All in all though, without a hard fork away from GNOME and GTK, Linux desktop systems will only cause unnecessary pain upon themselves and their users. They need to find partners like Valve (which already work with KDE) who will fund the projects and move away from GTK / Freedesktop to found something better.

zeta0134•7mo ago
This came up in the anti-cheat thread, and honestly it's a really good point that counters my initial security reaction. Accessibility features *can* break the security model if, and only if, the user permits them to do so. That's not a broken system, that's a feature working as intended. Powerful features can always be misused, but if this is being done in service of the user, with that user's informed consent, then the features can certainly still exist. Whether something is an "exploit" largely comes down to intent.
bee_rider•7mo ago
Accessibility seems to be the only real weakness of the open source “contribution drives focus” ethos. If I don’t like the way the window manager ecosystem is growing, it is fine if the only thing that blocks me from fixing it is my own laziness. It must not be that big a concern.

But, if an ecosystem that excludes people through no fault of their own grows up, that sucks.

voidUpdate•7mo ago
What's an A11y?
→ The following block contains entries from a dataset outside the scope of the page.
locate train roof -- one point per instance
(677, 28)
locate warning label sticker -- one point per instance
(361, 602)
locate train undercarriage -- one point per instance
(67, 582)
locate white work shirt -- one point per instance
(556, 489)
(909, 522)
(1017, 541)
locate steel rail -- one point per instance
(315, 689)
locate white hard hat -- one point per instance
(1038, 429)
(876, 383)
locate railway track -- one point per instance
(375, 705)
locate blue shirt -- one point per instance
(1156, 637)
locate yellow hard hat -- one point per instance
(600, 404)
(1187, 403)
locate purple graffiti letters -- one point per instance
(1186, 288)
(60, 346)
I cant find it in TFA or anything... l33tspeak for ally?
yjftsjthsd-h•7mo ago
accessibility
phil-pickering•7mo ago
a11y = accessibility

https://adrianroselli.com/2016/11/a11y-accessibility.html

dhooper•7mo ago
This is a great example of why replacing the middle of a word with numbers is a bad idea. it makes the word less accessible.
yjftsjthsd-h•7mo ago
> X11 never had a model to permit this for accessibility tooling while blocking it for other code. Wayland does, but suffers from the surrounding infrastructure not being well developed yet.
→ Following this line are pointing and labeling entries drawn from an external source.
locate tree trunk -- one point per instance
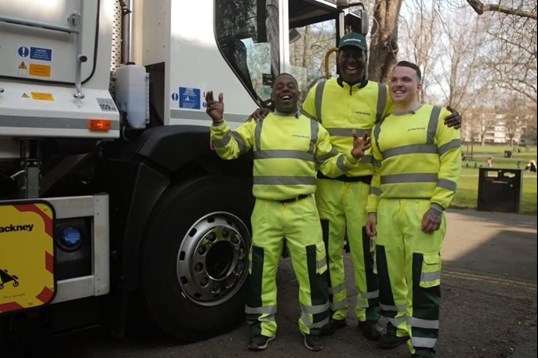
(384, 39)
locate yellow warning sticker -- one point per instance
(26, 255)
(39, 70)
(42, 96)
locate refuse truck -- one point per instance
(112, 204)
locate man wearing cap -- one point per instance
(342, 104)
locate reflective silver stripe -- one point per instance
(401, 308)
(423, 342)
(396, 321)
(374, 191)
(308, 115)
(59, 123)
(321, 323)
(432, 125)
(369, 295)
(315, 309)
(283, 154)
(409, 178)
(411, 149)
(338, 305)
(314, 128)
(341, 165)
(346, 132)
(337, 289)
(377, 129)
(318, 98)
(381, 100)
(260, 310)
(367, 159)
(257, 136)
(447, 184)
(430, 276)
(321, 263)
(423, 323)
(456, 143)
(261, 180)
(240, 142)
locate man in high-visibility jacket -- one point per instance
(287, 148)
(417, 163)
(350, 102)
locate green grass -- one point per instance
(467, 193)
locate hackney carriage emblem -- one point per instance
(6, 277)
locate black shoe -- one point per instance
(332, 326)
(259, 343)
(371, 330)
(314, 343)
(388, 341)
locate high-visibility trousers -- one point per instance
(298, 224)
(409, 269)
(342, 209)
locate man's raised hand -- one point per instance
(215, 109)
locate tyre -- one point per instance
(195, 258)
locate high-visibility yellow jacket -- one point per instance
(341, 108)
(416, 156)
(288, 149)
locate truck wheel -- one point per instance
(195, 257)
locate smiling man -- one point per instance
(417, 163)
(288, 148)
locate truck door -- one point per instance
(254, 37)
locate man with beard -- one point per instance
(288, 148)
(343, 104)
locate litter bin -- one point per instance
(499, 190)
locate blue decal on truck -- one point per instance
(189, 98)
(43, 54)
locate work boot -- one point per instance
(332, 326)
(313, 342)
(389, 340)
(370, 330)
(259, 343)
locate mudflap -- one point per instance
(26, 255)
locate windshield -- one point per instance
(248, 34)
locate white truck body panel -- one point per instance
(38, 52)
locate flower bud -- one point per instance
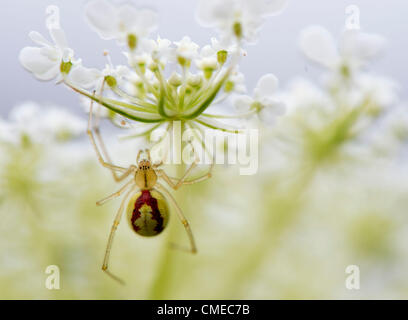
(132, 41)
(111, 81)
(237, 27)
(65, 67)
(222, 56)
(194, 80)
(175, 79)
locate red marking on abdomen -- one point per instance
(147, 198)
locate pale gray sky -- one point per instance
(276, 51)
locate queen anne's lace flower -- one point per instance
(44, 62)
(355, 49)
(31, 123)
(237, 19)
(264, 102)
(165, 81)
(125, 23)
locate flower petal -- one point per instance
(267, 86)
(84, 77)
(58, 35)
(319, 46)
(243, 103)
(211, 12)
(269, 113)
(275, 7)
(102, 17)
(39, 39)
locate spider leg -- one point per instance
(107, 164)
(115, 224)
(193, 248)
(115, 194)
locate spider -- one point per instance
(147, 209)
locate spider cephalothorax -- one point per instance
(147, 209)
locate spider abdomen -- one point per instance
(148, 213)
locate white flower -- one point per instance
(45, 61)
(236, 82)
(207, 58)
(160, 49)
(119, 23)
(62, 124)
(355, 49)
(93, 78)
(237, 18)
(30, 122)
(186, 48)
(264, 101)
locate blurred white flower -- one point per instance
(237, 19)
(302, 93)
(45, 61)
(236, 82)
(264, 101)
(354, 51)
(124, 23)
(160, 49)
(32, 123)
(93, 78)
(186, 49)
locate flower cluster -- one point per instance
(164, 80)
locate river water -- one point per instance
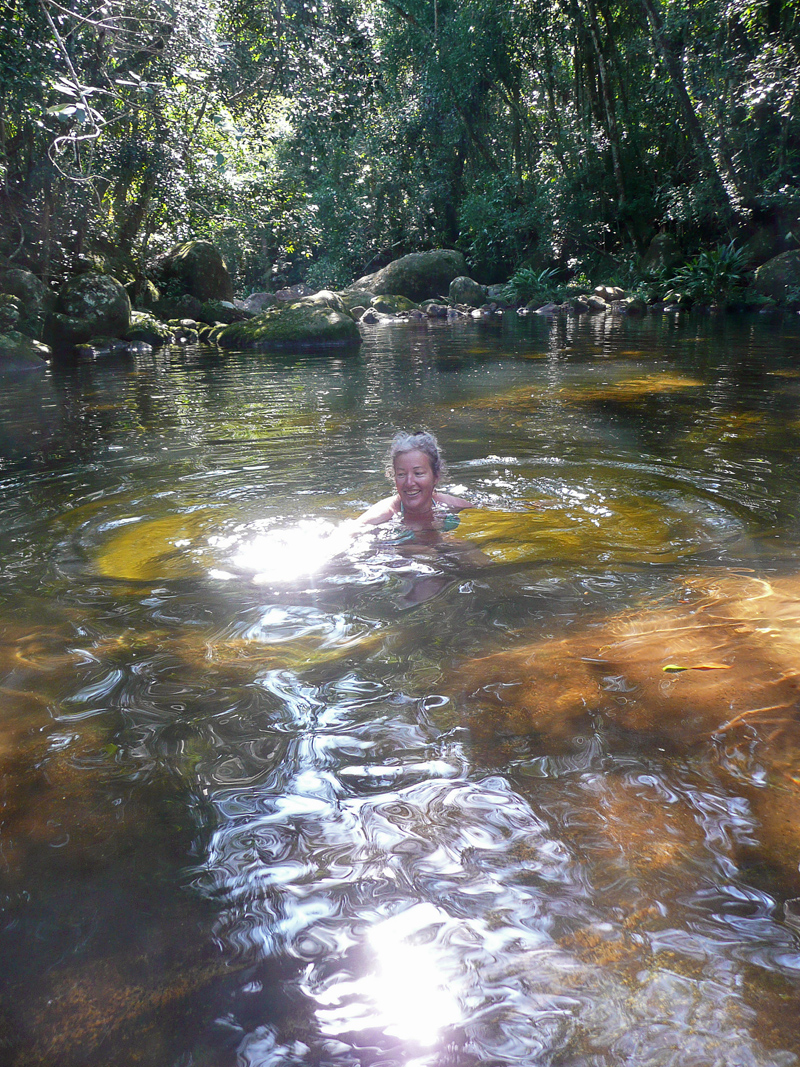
(527, 795)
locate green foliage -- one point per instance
(303, 137)
(526, 285)
(715, 276)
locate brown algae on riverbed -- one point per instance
(708, 671)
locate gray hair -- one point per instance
(419, 441)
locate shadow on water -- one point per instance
(526, 795)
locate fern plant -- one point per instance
(527, 284)
(712, 277)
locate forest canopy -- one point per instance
(306, 139)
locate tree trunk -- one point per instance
(724, 182)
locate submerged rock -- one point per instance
(317, 320)
(418, 276)
(720, 670)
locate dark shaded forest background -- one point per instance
(306, 139)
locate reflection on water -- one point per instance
(528, 794)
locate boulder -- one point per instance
(318, 320)
(19, 353)
(90, 305)
(464, 290)
(419, 275)
(393, 305)
(661, 255)
(779, 277)
(35, 299)
(196, 269)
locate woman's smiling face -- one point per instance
(414, 480)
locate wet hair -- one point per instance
(419, 441)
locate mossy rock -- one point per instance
(393, 305)
(308, 322)
(213, 312)
(417, 276)
(196, 269)
(18, 352)
(464, 290)
(89, 306)
(35, 299)
(780, 277)
(146, 328)
(11, 312)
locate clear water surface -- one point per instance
(525, 796)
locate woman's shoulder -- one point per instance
(383, 511)
(452, 503)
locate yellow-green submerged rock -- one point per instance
(315, 320)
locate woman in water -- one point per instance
(415, 465)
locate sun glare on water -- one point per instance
(291, 553)
(405, 994)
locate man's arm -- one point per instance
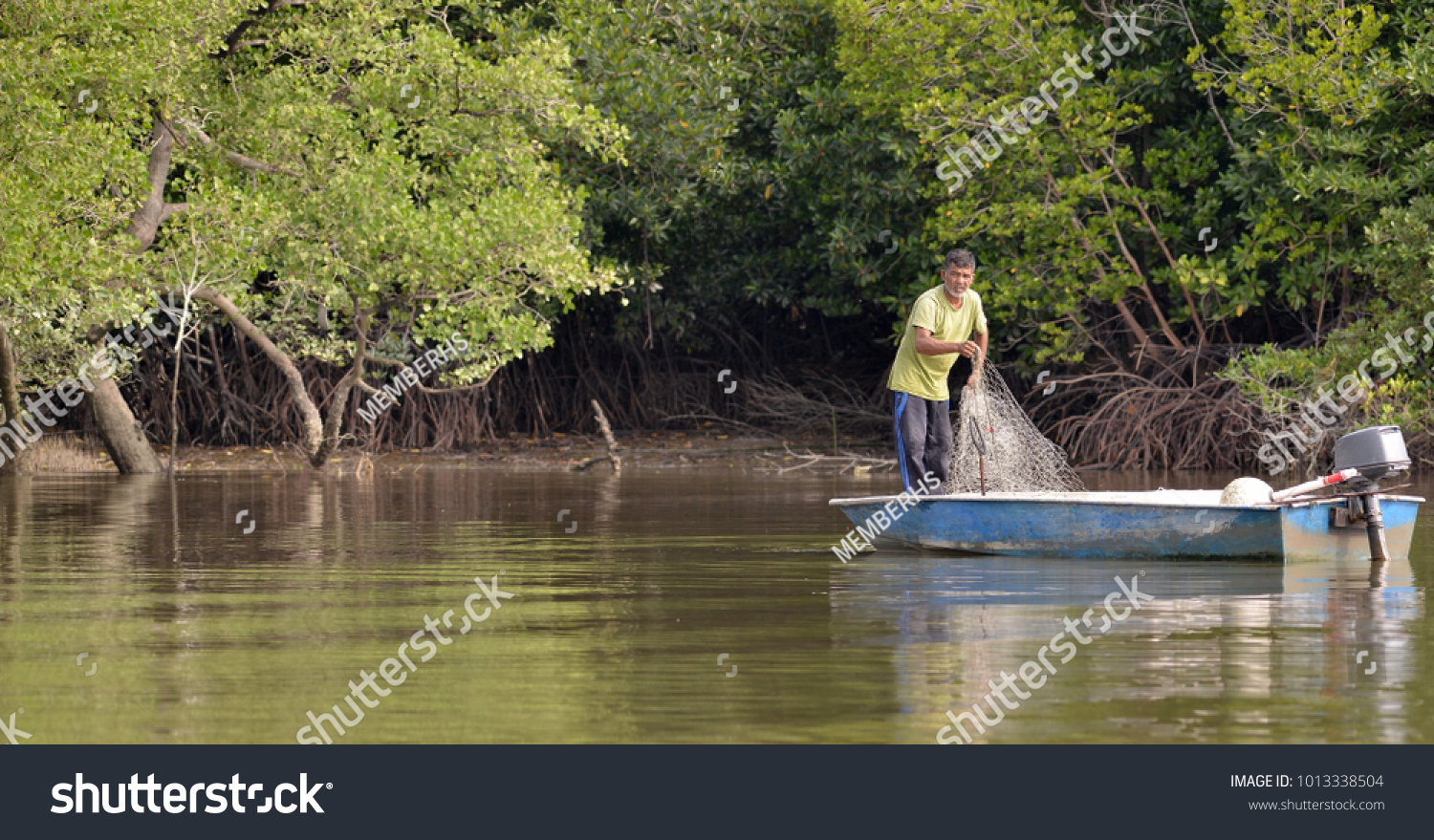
(926, 344)
(975, 363)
Does it? Because last I checked, Wayland did not, in fact, have the same features, and you don't get credit for "permitting" use of something that doesn't exist.

> When you read anything about Linux accessibility, ask yourself whether you're reading something written by either a user of the accessibility features, or a developer of them. If they're neither, ask yourself why they actually care and what they're doing to make the future better.
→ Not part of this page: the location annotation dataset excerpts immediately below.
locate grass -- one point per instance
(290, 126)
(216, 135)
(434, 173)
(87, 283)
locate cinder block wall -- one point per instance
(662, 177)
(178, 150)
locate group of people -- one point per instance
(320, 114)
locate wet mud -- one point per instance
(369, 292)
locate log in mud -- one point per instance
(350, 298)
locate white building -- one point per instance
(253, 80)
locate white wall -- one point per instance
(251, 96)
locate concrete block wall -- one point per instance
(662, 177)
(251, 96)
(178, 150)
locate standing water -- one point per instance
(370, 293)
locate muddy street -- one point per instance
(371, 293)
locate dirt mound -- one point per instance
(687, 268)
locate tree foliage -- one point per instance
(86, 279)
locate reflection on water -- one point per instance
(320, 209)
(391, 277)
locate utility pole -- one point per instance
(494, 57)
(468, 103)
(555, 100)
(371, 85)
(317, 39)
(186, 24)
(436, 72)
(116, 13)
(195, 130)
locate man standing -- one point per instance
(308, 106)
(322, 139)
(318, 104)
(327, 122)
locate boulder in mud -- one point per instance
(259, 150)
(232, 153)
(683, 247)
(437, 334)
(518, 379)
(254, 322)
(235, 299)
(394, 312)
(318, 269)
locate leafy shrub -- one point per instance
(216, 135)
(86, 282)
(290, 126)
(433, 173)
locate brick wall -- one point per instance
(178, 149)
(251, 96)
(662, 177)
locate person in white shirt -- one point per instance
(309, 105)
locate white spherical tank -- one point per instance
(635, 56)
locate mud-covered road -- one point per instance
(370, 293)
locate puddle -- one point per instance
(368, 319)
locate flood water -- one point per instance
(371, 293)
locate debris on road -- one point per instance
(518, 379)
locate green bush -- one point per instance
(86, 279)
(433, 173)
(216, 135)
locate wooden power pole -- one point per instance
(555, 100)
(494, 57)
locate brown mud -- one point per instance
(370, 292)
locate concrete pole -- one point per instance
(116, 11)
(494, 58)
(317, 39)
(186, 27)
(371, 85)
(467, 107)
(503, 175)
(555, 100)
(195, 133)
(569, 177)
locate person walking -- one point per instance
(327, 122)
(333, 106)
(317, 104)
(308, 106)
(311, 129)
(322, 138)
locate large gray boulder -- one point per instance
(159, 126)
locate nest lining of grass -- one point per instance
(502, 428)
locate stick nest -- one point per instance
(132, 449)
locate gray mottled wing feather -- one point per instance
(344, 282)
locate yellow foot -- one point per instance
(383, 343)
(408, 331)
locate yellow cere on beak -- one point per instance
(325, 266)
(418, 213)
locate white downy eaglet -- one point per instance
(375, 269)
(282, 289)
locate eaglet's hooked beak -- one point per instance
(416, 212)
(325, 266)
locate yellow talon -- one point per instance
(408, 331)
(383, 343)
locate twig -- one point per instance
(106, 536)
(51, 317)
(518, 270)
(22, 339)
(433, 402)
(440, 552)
Okay: AFAIK, mjg59 is not a user of a11y features, and is not a developer of them (22 years ago yes, since then no). Ergo, by his own standards he isn't allowed to talk about this.

cadamsdotcom•7mo ago
A11y is a great vector for automation of UI!

Using a11y APIs for an app’s tests exercises both the app and its a11y. Apparently Apple does some of its automated testing this way.

Yes, the test suite must be created and run regularly. So there is a non zero dev effort and ongoing cloud resources. But once in place it’s win win.

Perhaps open source culture could follow in Apple’s footsteps?